Will he be worried about the fans who say “IfRafaGoesIGo”? No, I don’t think he will. For one thing, he won’t believe you (and I have to say, neither do I!). And even if the radical wing of our support leaves with Rafa, then Ashley will be largely untouched.

What will be more likely to bother him are protests outside Sports Direct shops. What will certainly bother him is anything which seriously looks as if it might damage the name-recognition, market position, or reputation of Sports Direct.

In that vein the SportRedirect campaign seems to me to be a good one.

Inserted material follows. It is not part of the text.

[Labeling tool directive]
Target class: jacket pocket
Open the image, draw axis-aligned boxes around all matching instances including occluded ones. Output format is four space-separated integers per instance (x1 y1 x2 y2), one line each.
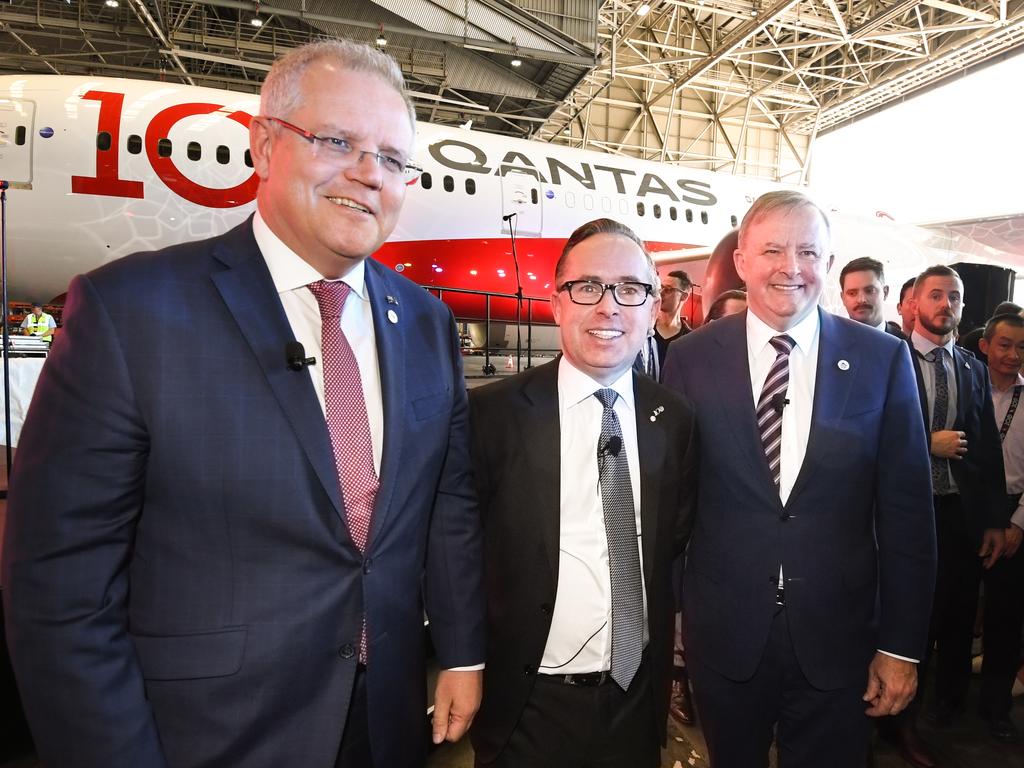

What else can be done? Well it seems to me that anything that can be done (within the law) to impact the business and commercial reputation of Sports Direct will be useful.

For example, there must be umpteen creative types of all sorts amongst our support. And there are outlets (such as The Mag, and many many others) which are potentially able to give a stage to those people. If it were made known that any comedian or musician who comes up with a routine or a song targeted against Sports Direct would be able to given a stage where their act would be seen by thousands, that might produce something.

Or draw a cartoon. Or paint a picture. Or write a poem. Or wear a t-shirt to the match saying “Sports Direct sells tat.” Or hand out some leaflets saying “Don’t shop at Sports Direct.” Or re-tweet anything you come across which pours scorn on Sports Direct.

It needs to be about Sports Direct, not about Newcastle United – the vast majority of the people who shop at Sports Direct couldn’t give two hoots about Newcastle United.

It needs to be aimed at Sports Direct, not at Mike Ashley – Mike Ashley doesn’t care about the reputation of Mike Ashley. He cares about Sports Direct.

That (if anything) is his Achilles Heel.